Yargıtay 17. Hukuk Dairesi’nin 22/05/2019 tarihli ve 2016/12985 Esas ve 2019/6558 Karar sayılı ilamında da vurgulandığı üzere; 2918 sayılı KTK’nın 109/I. Maddesinde; “Motorlu araç kazalarından doğan maddi zararların tazminine ilişkin talepler, zarar görenin zararı ve tazminat yükümlüsünü öğrendiği tarihten başlayarak 2 yıl ve her halde, kaza gününden başlayarak 10 yıl içinde zamanaşımına uğrar” hükmüne, yine aynı kanunun 109/II. maddesinde ise, “dava, cezayı gerektiren bir fiilden doğar ve Ceza Kanunu bu fiil için daha uzun bir zamanaşımı süresi öngörmüş ise, bu süre maddi tazminat talepleri için de geçerlidir” hükmüne yer verilmiştir.

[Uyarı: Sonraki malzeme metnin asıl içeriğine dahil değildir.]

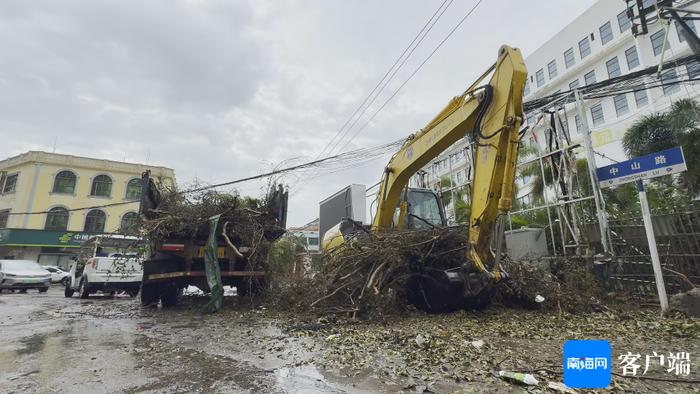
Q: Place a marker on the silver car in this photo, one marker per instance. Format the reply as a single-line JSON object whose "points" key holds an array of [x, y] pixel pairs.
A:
{"points": [[22, 275]]}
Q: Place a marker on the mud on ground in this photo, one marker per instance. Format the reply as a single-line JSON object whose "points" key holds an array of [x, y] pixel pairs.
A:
{"points": [[54, 344]]}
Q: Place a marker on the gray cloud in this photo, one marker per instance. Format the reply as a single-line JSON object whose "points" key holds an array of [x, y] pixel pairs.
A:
{"points": [[220, 90]]}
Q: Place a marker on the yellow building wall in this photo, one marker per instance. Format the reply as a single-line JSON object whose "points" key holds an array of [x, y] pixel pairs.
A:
{"points": [[44, 199]]}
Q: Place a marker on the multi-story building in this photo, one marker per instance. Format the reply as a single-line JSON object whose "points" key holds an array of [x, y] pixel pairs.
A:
{"points": [[56, 185], [597, 45]]}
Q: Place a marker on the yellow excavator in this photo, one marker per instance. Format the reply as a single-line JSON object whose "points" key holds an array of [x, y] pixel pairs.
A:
{"points": [[491, 115]]}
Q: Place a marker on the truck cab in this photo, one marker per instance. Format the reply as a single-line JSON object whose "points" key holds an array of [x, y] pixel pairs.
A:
{"points": [[105, 274], [107, 264]]}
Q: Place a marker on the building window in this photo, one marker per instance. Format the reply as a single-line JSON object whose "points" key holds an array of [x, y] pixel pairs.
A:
{"points": [[10, 184], [621, 106], [64, 182], [668, 79], [597, 115], [133, 189], [57, 219], [101, 186], [4, 217], [569, 59], [129, 220], [95, 221], [679, 29], [657, 42], [693, 69], [539, 75], [579, 124], [632, 57], [552, 69], [584, 47], [589, 77], [613, 67], [606, 33], [640, 98], [623, 21], [573, 84]]}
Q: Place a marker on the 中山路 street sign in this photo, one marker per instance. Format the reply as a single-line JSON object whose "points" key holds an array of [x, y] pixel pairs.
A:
{"points": [[665, 162]]}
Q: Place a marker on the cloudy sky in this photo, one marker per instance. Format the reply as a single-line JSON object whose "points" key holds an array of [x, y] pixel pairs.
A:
{"points": [[220, 90]]}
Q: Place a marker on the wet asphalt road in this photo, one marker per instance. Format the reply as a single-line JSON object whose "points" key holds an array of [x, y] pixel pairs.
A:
{"points": [[50, 343]]}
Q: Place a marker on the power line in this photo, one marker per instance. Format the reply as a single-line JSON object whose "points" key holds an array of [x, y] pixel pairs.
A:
{"points": [[352, 156], [628, 83], [413, 73], [339, 132], [386, 83]]}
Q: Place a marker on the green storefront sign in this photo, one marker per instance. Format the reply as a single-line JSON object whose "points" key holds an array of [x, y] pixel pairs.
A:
{"points": [[24, 237]]}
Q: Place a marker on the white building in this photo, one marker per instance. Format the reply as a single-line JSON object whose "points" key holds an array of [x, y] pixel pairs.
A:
{"points": [[596, 46], [599, 45]]}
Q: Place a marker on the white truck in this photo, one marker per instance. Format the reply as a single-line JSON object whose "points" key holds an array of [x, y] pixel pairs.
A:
{"points": [[107, 264]]}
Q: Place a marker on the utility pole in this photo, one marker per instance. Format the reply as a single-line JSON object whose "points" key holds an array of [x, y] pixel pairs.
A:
{"points": [[590, 156], [653, 251]]}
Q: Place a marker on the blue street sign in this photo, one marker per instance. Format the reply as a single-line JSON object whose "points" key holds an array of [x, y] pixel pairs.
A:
{"points": [[665, 162]]}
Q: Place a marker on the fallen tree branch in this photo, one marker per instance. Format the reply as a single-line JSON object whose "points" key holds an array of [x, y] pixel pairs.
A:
{"points": [[230, 244]]}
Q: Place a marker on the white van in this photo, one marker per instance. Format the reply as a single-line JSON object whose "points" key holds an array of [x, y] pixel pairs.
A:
{"points": [[105, 274]]}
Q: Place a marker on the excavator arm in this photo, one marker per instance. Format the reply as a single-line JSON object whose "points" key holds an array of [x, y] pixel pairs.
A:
{"points": [[492, 114]]}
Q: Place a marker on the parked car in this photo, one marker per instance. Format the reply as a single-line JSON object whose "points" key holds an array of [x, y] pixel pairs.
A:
{"points": [[106, 275], [22, 275], [57, 274]]}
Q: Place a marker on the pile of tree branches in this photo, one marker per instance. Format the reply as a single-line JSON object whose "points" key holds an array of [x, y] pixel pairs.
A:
{"points": [[370, 275], [245, 221]]}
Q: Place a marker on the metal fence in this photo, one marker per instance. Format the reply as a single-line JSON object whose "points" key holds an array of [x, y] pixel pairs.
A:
{"points": [[678, 243]]}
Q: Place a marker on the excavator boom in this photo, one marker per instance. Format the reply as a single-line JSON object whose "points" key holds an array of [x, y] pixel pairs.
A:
{"points": [[491, 114]]}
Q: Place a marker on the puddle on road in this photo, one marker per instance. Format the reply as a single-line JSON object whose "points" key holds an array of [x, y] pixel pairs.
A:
{"points": [[32, 344]]}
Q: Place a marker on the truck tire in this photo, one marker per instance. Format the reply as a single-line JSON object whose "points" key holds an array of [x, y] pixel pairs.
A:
{"points": [[83, 290], [68, 292], [150, 293], [169, 296]]}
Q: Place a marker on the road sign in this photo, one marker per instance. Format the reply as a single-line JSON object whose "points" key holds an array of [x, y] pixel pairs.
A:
{"points": [[665, 162]]}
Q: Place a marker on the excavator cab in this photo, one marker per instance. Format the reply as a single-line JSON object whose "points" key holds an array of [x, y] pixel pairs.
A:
{"points": [[424, 210]]}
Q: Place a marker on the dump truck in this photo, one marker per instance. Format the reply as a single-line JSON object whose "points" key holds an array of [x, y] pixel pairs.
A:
{"points": [[176, 254]]}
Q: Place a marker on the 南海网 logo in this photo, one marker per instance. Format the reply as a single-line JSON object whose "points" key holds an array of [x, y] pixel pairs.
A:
{"points": [[587, 364]]}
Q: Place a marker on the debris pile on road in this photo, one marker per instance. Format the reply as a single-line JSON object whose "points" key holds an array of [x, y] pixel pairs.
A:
{"points": [[368, 276], [569, 286]]}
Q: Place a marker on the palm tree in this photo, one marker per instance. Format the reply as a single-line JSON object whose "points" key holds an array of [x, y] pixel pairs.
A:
{"points": [[656, 132]]}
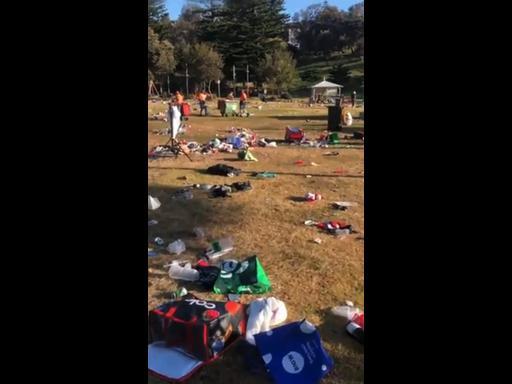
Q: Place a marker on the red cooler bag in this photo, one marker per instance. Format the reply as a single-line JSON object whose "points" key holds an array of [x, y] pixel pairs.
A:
{"points": [[186, 334]]}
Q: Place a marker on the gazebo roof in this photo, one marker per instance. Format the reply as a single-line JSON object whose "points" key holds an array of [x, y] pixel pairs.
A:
{"points": [[326, 84]]}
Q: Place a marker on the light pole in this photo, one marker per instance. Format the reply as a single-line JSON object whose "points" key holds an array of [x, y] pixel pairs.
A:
{"points": [[234, 79], [186, 77], [247, 70]]}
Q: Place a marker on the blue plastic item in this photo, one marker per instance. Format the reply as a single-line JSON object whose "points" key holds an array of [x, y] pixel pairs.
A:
{"points": [[293, 353]]}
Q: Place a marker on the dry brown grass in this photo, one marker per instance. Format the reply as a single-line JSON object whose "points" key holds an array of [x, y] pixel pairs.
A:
{"points": [[310, 278]]}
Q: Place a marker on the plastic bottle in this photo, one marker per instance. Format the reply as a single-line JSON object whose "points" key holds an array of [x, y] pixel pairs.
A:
{"points": [[219, 248], [355, 329], [199, 232], [176, 247], [342, 232], [346, 311], [183, 273]]}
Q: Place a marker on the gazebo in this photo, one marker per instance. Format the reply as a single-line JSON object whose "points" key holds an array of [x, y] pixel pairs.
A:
{"points": [[326, 89]]}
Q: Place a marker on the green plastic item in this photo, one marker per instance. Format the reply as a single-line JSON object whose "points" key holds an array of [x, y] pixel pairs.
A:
{"points": [[247, 276], [246, 155], [266, 174]]}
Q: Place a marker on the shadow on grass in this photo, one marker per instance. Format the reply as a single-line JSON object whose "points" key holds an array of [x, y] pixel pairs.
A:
{"points": [[332, 330], [203, 172], [297, 199], [177, 218], [301, 117]]}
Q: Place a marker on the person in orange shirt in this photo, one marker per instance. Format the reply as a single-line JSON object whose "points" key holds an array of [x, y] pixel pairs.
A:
{"points": [[243, 100], [179, 98], [202, 103]]}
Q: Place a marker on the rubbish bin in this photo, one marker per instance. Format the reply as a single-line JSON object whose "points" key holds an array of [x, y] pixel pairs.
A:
{"points": [[227, 107], [334, 118]]}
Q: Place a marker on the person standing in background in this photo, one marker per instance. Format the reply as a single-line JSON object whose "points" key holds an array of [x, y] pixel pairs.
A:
{"points": [[243, 100], [202, 103]]}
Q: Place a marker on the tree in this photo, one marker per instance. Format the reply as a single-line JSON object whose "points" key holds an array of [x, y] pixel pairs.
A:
{"points": [[160, 55], [204, 63], [156, 12], [278, 70], [166, 62], [340, 74], [243, 31]]}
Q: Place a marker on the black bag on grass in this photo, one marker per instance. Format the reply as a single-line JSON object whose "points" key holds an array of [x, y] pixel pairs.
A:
{"points": [[208, 276], [223, 170]]}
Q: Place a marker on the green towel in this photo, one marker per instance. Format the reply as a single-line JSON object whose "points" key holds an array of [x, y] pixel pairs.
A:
{"points": [[247, 276]]}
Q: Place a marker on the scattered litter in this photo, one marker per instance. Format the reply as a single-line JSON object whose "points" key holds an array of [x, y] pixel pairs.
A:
{"points": [[355, 327], [208, 274], [312, 196], [343, 205], [199, 232], [223, 170], [153, 203], [220, 191], [264, 314], [219, 248], [246, 155], [241, 186], [176, 247], [182, 194], [294, 134], [199, 334], [293, 353], [204, 187], [338, 228], [265, 175], [176, 271], [346, 311], [233, 297], [179, 293], [247, 276]]}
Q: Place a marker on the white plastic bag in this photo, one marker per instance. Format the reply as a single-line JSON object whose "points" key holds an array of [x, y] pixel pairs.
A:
{"points": [[153, 203]]}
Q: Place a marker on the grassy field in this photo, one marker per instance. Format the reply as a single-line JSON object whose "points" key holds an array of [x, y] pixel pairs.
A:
{"points": [[268, 221], [312, 69]]}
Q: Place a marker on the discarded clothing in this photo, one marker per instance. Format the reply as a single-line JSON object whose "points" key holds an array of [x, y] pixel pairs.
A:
{"points": [[242, 186], [263, 314], [153, 203], [220, 191]]}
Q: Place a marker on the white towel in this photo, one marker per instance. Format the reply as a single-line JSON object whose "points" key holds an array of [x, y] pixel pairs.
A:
{"points": [[263, 314]]}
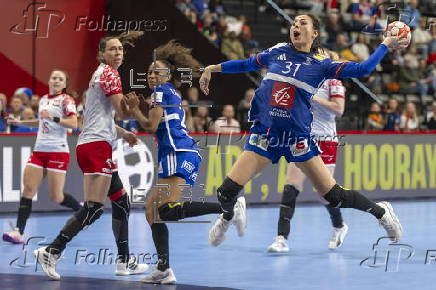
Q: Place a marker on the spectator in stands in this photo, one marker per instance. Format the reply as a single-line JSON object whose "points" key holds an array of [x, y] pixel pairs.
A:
{"points": [[26, 114], [333, 28], [422, 38], [24, 94], [202, 121], [16, 107], [432, 44], [430, 120], [200, 7], [188, 116], [232, 47], [34, 103], [227, 123], [374, 120], [411, 80], [409, 120], [428, 74], [392, 117], [243, 108], [247, 35], [362, 12], [214, 37], [360, 48], [412, 56], [413, 14], [222, 25], [3, 124], [3, 100], [216, 6]]}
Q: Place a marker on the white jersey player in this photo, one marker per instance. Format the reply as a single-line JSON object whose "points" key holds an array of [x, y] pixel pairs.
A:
{"points": [[94, 155], [327, 104], [57, 113]]}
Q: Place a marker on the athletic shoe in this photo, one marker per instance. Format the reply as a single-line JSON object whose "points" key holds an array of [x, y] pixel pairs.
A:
{"points": [[130, 268], [280, 245], [48, 262], [13, 237], [240, 217], [217, 233], [389, 221], [338, 235], [160, 277]]}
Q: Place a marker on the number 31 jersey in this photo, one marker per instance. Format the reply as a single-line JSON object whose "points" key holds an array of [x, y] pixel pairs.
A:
{"points": [[52, 137]]}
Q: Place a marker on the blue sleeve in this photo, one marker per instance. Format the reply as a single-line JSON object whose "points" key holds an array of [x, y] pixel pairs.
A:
{"points": [[343, 70], [253, 63]]}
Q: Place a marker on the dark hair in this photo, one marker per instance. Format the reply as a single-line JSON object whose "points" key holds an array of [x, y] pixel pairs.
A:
{"points": [[67, 89], [126, 38], [317, 26], [174, 55]]}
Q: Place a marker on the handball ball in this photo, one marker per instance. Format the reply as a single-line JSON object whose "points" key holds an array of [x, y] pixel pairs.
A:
{"points": [[397, 28]]}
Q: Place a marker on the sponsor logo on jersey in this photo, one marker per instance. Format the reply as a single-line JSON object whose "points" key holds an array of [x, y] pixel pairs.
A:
{"points": [[188, 166], [283, 95], [300, 147]]}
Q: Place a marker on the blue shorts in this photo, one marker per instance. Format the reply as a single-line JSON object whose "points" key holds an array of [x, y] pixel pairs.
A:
{"points": [[184, 164], [275, 144]]}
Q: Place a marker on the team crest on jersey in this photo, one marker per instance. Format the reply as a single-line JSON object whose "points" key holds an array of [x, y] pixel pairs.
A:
{"points": [[300, 147], [283, 95]]}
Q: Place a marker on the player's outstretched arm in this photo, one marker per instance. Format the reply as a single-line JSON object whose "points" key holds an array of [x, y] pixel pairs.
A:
{"points": [[231, 66], [356, 70]]}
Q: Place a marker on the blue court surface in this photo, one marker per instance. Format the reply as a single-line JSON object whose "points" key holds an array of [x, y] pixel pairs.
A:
{"points": [[240, 263]]}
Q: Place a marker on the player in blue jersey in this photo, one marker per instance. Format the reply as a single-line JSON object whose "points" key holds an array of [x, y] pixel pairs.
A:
{"points": [[282, 118], [178, 155]]}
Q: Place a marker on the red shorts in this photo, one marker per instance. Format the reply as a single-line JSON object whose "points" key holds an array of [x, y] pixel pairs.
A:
{"points": [[52, 161], [329, 150], [95, 158]]}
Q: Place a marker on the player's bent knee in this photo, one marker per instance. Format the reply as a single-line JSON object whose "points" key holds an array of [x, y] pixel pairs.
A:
{"points": [[89, 213]]}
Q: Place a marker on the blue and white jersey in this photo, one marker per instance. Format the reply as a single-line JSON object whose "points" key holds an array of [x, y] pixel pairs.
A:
{"points": [[283, 99], [172, 134]]}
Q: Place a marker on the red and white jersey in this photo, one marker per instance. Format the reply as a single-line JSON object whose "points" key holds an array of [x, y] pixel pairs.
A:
{"points": [[52, 137], [98, 115], [324, 124]]}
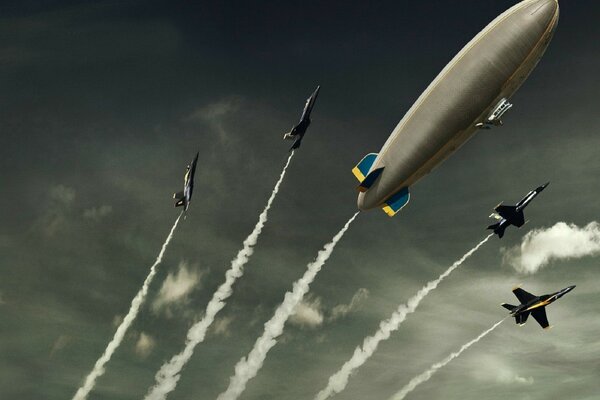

Aynı fiil bazen, hem sorumluluğu gerektiren hem de ceza kanunlarına göre cezayı gerektiren bir fiil olabilir. Bu fiile göre Ceza Kanununun daha uzun bir zamanaşımı süresi öngörüldüğü hallerde, tazminat davasının daha önce zamanaşımına uğraması tutarlı bir çözüm oluşturmaz. Zira cezalandırma, müeyyide olarak tazminattan daha ağırdır. Bu sebeple, kanun koyucu uyum sağlamak amacıyla ceza davası için öngörülen zamanaşımı süresince tazminat davasının da devamını temin bakımından KTK 109/II. maddesindeki düzenlemeyi yapmıştır.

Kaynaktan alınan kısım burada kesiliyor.